So President Barack Obama has nominated a liberal woman judge to replace Supreme Court Justice David Souter on the nation’s highest court. Clearly no surprise there. A careful analysis of Judge Sonia Sotomayor’s judicial record will follow in a few days, but first, allow me to offer comment on yesterday’s public event at the White House at which the president formally announced his choice of Judge Sotomayor.
One of the first interesting things to note was the presence, for no apparent reason, of Vice President Joe Biden at the ceremony. Importantly, the veep said nothing audible to those present, and if the president and his staff are smart, they will do everything in their power to keep Biden from saying anything about the judge and the confirmation process until she is sworn in, robed, and ensconced in her office in the Supreme Court Building.

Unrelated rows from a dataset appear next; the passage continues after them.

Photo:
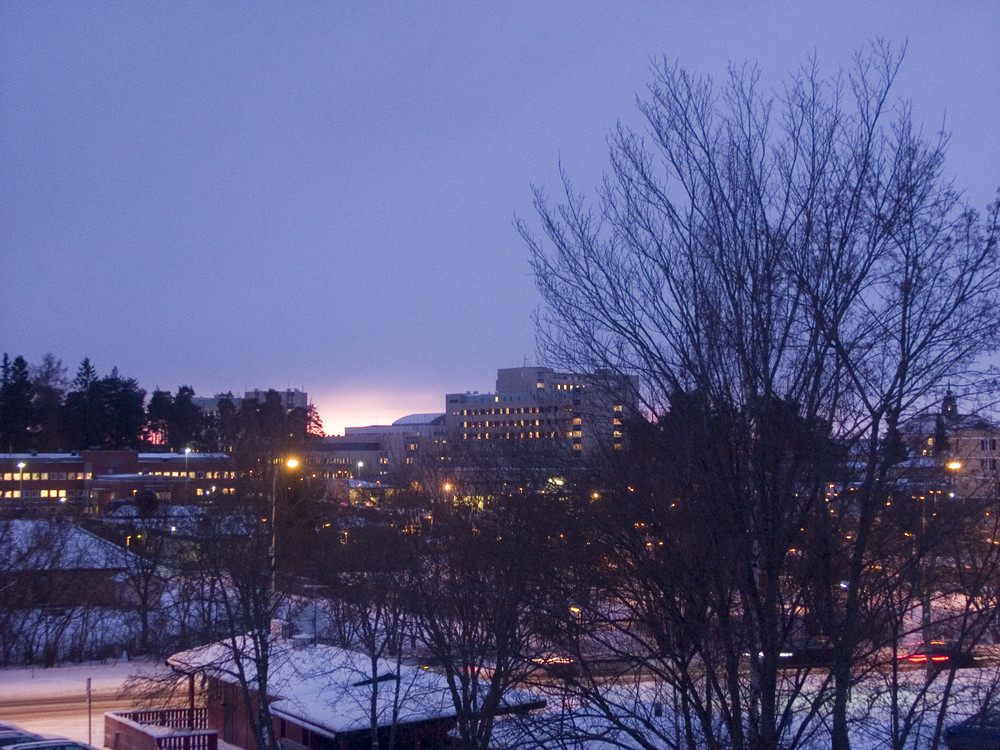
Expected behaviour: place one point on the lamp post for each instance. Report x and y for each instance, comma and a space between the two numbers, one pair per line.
291, 463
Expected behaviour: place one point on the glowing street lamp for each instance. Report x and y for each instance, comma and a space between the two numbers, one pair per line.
291, 463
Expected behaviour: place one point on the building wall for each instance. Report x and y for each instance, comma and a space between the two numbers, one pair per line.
89, 480
583, 412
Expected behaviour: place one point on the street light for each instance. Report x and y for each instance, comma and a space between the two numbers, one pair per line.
291, 463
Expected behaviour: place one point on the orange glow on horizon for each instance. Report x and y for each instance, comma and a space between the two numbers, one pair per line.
363, 408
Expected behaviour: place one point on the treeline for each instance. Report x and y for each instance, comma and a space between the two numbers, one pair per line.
42, 409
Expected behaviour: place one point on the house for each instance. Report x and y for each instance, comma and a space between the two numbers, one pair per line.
326, 698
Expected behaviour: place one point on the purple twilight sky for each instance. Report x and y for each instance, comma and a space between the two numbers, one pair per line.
320, 195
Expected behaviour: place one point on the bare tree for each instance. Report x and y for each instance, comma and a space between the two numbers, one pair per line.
797, 268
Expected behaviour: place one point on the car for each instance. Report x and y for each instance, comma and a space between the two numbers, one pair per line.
940, 653
9, 737
806, 653
59, 743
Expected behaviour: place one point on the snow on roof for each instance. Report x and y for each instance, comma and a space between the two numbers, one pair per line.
56, 545
329, 689
418, 419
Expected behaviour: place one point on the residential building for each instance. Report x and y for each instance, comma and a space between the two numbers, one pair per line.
582, 412
324, 698
953, 453
91, 481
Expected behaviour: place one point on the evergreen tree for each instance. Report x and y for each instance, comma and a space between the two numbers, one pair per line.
17, 413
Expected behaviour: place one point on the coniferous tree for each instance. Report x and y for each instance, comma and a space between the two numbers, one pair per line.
17, 411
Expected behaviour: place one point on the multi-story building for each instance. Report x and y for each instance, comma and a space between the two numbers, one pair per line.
374, 452
583, 412
533, 408
954, 452
90, 481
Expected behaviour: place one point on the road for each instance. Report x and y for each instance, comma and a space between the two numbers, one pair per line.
54, 701
65, 716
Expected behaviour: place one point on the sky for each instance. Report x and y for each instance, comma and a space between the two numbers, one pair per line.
322, 195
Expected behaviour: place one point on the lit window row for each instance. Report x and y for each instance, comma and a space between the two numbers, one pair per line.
45, 494
46, 476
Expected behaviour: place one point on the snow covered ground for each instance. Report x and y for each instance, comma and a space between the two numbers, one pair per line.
54, 701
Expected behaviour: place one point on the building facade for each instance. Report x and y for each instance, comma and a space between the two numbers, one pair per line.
580, 412
89, 482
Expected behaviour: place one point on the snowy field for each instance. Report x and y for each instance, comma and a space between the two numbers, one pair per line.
54, 701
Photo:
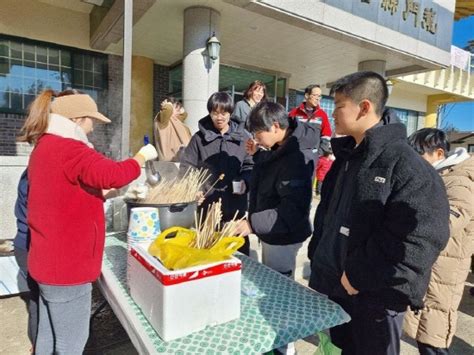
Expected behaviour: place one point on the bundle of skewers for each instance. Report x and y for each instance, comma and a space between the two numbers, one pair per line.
211, 230
179, 190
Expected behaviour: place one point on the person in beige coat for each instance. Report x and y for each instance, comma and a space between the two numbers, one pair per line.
171, 133
434, 327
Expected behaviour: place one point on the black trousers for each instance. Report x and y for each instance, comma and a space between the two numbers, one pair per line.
373, 329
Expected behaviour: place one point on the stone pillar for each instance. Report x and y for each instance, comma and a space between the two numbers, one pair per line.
141, 116
200, 74
377, 66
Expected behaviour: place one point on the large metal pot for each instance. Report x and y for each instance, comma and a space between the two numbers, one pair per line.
170, 215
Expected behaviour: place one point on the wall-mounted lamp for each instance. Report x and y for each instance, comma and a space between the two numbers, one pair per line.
390, 83
213, 47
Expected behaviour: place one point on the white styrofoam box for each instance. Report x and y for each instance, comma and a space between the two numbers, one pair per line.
178, 303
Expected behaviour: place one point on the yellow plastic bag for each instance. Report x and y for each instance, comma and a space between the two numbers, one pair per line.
175, 253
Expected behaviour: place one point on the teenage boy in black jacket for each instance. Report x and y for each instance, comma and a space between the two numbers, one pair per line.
280, 185
381, 223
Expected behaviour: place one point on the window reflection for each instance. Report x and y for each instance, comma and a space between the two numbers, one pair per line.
28, 68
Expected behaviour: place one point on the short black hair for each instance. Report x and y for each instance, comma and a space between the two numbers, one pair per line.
364, 85
310, 88
427, 140
220, 101
264, 114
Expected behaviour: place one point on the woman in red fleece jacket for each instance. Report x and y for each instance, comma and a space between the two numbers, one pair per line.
66, 177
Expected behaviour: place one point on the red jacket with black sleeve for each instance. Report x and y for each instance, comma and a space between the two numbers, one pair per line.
65, 208
318, 118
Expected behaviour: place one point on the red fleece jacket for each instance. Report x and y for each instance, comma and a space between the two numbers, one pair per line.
318, 117
65, 208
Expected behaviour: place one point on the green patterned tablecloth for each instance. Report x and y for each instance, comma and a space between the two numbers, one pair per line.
274, 311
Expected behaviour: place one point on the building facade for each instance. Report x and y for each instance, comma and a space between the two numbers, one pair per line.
288, 44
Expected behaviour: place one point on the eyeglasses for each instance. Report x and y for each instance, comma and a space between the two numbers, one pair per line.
215, 114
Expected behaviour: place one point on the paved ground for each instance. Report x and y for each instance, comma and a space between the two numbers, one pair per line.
108, 336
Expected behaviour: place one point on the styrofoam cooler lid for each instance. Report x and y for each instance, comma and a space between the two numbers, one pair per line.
173, 277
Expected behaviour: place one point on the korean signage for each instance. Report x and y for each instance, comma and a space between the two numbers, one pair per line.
424, 20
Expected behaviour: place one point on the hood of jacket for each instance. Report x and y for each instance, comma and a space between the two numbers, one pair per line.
376, 138
210, 133
459, 155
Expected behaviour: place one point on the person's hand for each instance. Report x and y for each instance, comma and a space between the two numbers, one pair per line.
200, 198
243, 228
110, 193
251, 146
347, 285
238, 187
164, 103
147, 152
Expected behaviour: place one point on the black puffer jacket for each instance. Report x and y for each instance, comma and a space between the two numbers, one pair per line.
219, 154
397, 226
281, 188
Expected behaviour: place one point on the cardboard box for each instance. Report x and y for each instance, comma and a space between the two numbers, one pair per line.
177, 303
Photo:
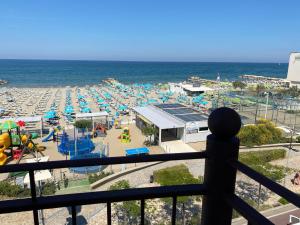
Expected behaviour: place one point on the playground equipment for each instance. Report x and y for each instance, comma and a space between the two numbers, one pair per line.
80, 148
52, 132
100, 130
23, 143
137, 151
4, 144
125, 136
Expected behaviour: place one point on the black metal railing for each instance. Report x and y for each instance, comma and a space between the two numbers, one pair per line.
218, 189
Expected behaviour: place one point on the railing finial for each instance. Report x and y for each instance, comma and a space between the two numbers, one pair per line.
224, 123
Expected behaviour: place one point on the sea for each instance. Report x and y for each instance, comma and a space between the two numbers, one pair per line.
54, 73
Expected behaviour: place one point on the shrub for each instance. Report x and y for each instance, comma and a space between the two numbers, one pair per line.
283, 201
174, 175
122, 184
82, 124
95, 177
259, 161
49, 188
12, 190
264, 132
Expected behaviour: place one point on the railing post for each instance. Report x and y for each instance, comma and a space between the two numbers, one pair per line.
219, 177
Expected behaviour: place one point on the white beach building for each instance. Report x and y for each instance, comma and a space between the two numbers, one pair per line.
174, 122
188, 88
294, 69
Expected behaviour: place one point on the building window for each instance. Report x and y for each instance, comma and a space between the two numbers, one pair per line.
192, 131
203, 128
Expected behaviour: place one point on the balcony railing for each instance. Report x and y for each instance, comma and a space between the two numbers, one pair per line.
218, 189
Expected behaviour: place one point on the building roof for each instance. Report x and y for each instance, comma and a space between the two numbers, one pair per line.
25, 119
97, 114
182, 112
191, 88
159, 118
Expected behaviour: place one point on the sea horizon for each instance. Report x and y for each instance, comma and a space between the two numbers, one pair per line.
57, 73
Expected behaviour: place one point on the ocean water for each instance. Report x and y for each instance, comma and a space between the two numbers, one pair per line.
41, 73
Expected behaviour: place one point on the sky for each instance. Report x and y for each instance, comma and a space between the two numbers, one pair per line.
152, 30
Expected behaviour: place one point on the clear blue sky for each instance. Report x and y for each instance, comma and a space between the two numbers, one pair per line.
154, 30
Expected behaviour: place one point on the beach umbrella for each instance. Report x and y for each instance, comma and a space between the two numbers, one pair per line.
8, 125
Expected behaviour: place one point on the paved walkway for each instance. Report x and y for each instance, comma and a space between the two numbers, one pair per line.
274, 214
177, 146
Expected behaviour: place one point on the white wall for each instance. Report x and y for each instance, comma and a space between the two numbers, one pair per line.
294, 68
200, 136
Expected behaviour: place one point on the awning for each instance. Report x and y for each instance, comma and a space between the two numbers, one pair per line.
159, 118
26, 119
40, 175
97, 114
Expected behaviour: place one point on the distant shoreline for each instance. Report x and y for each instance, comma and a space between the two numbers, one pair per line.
49, 73
143, 61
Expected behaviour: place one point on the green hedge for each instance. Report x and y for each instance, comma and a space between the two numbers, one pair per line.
12, 190
258, 157
16, 191
174, 175
95, 177
264, 132
259, 161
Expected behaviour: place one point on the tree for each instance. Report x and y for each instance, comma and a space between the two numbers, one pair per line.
127, 212
239, 84
149, 131
264, 132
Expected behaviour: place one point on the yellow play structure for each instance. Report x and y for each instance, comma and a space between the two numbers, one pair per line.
10, 140
125, 136
4, 144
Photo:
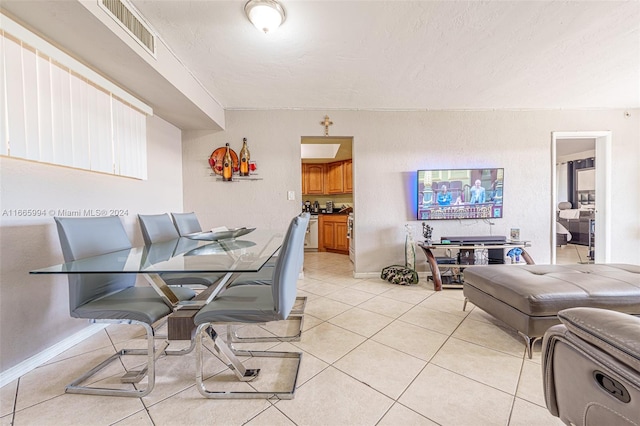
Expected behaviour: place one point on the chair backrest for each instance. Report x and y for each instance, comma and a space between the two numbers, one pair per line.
186, 223
157, 228
285, 275
86, 237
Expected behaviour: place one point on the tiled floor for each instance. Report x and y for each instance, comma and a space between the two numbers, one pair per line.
572, 253
374, 354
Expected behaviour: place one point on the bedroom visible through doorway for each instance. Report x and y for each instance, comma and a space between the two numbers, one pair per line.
580, 195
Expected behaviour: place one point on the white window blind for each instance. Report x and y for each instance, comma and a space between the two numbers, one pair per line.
56, 114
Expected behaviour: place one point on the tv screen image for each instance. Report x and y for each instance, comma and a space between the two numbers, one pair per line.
460, 194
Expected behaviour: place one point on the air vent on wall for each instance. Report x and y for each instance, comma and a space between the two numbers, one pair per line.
129, 20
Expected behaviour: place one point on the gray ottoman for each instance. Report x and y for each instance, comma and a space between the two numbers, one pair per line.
528, 297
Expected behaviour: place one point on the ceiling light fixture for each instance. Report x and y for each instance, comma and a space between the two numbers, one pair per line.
265, 15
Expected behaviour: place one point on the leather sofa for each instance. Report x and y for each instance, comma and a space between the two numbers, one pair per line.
591, 368
529, 297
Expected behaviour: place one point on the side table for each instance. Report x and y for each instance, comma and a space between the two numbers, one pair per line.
435, 267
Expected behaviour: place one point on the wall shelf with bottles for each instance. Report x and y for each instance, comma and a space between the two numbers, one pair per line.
236, 178
227, 166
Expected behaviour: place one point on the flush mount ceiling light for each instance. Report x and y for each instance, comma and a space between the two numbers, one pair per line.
265, 15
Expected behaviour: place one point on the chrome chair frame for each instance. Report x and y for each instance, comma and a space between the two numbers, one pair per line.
92, 294
282, 296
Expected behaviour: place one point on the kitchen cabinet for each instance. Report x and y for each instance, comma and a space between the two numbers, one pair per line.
348, 176
334, 178
333, 233
329, 178
313, 178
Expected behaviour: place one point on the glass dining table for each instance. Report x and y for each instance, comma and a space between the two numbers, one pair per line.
185, 255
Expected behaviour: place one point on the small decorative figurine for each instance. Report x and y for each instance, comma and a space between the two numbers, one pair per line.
409, 248
426, 232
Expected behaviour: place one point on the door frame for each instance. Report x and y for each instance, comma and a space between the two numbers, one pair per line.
603, 191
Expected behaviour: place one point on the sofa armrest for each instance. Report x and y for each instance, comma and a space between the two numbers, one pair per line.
613, 332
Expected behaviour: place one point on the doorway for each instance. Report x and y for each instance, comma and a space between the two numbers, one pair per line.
328, 193
595, 227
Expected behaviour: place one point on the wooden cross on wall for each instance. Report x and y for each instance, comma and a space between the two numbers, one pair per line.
326, 123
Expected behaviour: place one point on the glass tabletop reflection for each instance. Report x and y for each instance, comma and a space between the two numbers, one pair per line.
245, 254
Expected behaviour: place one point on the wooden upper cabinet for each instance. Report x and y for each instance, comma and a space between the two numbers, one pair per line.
313, 178
348, 176
334, 178
330, 178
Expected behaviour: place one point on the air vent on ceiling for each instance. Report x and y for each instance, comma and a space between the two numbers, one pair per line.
128, 18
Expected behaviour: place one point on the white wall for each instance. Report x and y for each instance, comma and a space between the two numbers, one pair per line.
34, 313
388, 147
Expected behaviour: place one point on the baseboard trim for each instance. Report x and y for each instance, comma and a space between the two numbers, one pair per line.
37, 360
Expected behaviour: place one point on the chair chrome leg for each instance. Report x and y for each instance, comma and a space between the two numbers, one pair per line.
529, 342
298, 308
227, 355
133, 376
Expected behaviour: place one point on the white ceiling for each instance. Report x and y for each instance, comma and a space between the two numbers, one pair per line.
410, 54
382, 55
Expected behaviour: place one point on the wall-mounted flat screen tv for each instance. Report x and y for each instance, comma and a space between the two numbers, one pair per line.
460, 194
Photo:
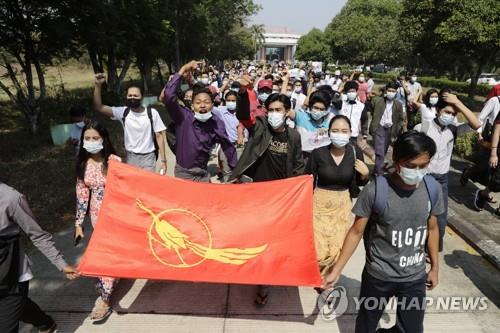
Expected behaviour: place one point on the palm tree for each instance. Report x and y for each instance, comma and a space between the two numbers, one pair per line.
257, 31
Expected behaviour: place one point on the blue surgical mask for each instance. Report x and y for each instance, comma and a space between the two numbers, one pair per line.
446, 119
351, 96
203, 117
318, 114
263, 97
433, 100
339, 140
390, 95
92, 147
412, 176
275, 119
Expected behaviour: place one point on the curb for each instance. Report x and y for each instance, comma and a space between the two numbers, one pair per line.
481, 242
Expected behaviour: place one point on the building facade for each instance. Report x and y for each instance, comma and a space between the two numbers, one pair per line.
279, 44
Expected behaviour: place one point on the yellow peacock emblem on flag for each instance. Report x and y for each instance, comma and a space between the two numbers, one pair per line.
163, 235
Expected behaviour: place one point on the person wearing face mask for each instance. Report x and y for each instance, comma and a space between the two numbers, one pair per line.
312, 123
143, 129
362, 86
272, 152
91, 168
77, 115
387, 121
395, 237
227, 113
415, 89
353, 108
197, 129
338, 169
427, 109
442, 130
336, 81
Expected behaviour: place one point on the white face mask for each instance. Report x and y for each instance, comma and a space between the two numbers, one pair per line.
390, 95
446, 119
92, 147
433, 100
412, 176
351, 96
339, 140
203, 117
275, 119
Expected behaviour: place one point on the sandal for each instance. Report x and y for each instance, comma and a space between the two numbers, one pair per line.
101, 311
261, 300
464, 178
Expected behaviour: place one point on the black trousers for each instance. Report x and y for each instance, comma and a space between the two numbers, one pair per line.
410, 309
18, 307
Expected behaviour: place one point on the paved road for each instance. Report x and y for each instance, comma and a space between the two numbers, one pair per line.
164, 306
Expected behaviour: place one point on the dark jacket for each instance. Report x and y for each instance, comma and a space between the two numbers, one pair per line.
377, 106
260, 138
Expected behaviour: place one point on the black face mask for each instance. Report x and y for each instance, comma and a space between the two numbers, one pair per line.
133, 102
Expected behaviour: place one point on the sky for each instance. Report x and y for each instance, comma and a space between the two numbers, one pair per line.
299, 16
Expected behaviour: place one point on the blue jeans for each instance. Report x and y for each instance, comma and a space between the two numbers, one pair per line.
442, 179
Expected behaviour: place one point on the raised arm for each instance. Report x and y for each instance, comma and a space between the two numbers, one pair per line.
100, 78
460, 107
170, 98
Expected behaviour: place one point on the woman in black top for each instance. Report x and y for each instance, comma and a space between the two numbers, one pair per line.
338, 169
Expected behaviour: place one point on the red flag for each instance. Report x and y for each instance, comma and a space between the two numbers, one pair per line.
158, 227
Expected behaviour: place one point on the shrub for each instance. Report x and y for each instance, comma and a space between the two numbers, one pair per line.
438, 83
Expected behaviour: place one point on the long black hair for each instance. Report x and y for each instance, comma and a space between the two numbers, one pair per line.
83, 155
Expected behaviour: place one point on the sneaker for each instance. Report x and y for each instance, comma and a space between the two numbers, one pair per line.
479, 201
464, 178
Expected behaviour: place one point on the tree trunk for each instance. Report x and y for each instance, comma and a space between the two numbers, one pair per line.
160, 75
473, 81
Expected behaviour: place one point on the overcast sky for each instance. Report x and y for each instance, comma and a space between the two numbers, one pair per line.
300, 16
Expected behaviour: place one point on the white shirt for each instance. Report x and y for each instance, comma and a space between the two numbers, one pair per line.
137, 131
370, 84
444, 140
386, 120
299, 100
490, 111
353, 112
335, 83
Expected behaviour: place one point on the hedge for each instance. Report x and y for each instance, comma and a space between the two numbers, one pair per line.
428, 81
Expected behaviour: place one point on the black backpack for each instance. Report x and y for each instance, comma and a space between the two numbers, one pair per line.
150, 116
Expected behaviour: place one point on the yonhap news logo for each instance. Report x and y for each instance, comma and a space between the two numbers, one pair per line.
333, 303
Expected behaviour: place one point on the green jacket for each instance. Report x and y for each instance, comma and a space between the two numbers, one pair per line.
377, 107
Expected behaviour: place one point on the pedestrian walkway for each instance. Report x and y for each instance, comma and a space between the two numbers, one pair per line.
168, 306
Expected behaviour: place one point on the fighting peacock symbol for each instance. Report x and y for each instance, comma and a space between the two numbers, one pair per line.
173, 239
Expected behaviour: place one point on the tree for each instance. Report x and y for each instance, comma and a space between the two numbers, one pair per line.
33, 33
313, 47
367, 31
458, 36
257, 31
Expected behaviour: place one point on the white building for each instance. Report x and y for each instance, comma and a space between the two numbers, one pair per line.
279, 44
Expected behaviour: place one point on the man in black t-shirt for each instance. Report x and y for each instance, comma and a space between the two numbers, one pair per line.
272, 152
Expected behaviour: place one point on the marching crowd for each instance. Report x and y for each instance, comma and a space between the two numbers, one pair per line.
274, 121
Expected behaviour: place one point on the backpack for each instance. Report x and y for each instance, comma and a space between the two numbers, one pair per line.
382, 193
150, 116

The president’s remarks in introducing Sotomayor were remarkable for what they did not say as well as for what he emphasized. Completely lacking was any reference, other than in passing, to the criteria most important for a nominee to sit on the High Court. The president’s remarks contained nothing about the judge’s views of such vitally important matters as will certainly color her decisions as a Supreme Court Justice if confirmed — her understanding of the Constitution, of the concepts of separation of powers and limited powers, and of judicial limits, were left unmentioned.
What we did discover in the president’s effusive introductory comments is that Judge Sotomayor had a tough childhood in the Bronx, has a wonderful mother, has had a solid career in the practice of the law, read “Nancy Drew” mysteries as a child, suffers from diabetes, and has a “common touch.” All this is perhaps interesting, and might even be of passing relevance were the president introducing the new secretary of health and human services. But these bits of information — other than discussion of the nominee’s legal career — are irrelevant (or ought to be) in determining whether a person is fit to serve on the highest court in the land.
The president attempted somewhat awkwardly to interject humor into what should have been a serious event; referencing baseball twice — first in referring to Judge Sotomayor’s role in a case involving the 1994-95 Major League Baseball strike, and then drawing attention to the fact she grew up near Yankee stadium in the Bronx. Again, information utterly irrelevant to what should have been the task at hand.
All this was followed by an admonition by Obama that the Senate conclude the confirmation process before its summer recess. The implied message is, why take time to uncover additional information or analyze Judge Sotomayor’s prior works, when the president has told us everything he believes is important in selecting a Supreme Court justice.
Except, of course — we haven’t been told even close to what we need to know to decide whether Judge Sonia Sotomayor is truly and fully qualified in intellect, temperment and understanding of the law to serve on the Supreme Court for the remainder of her life, and to pass judgement on perhaps the most intimate aspects of our life in America. We have been told, quite irrelevantly, that she is possessed of “empathy” for the “poor.” What we don’t know yet is whether her empathy with the Constitution is as profound.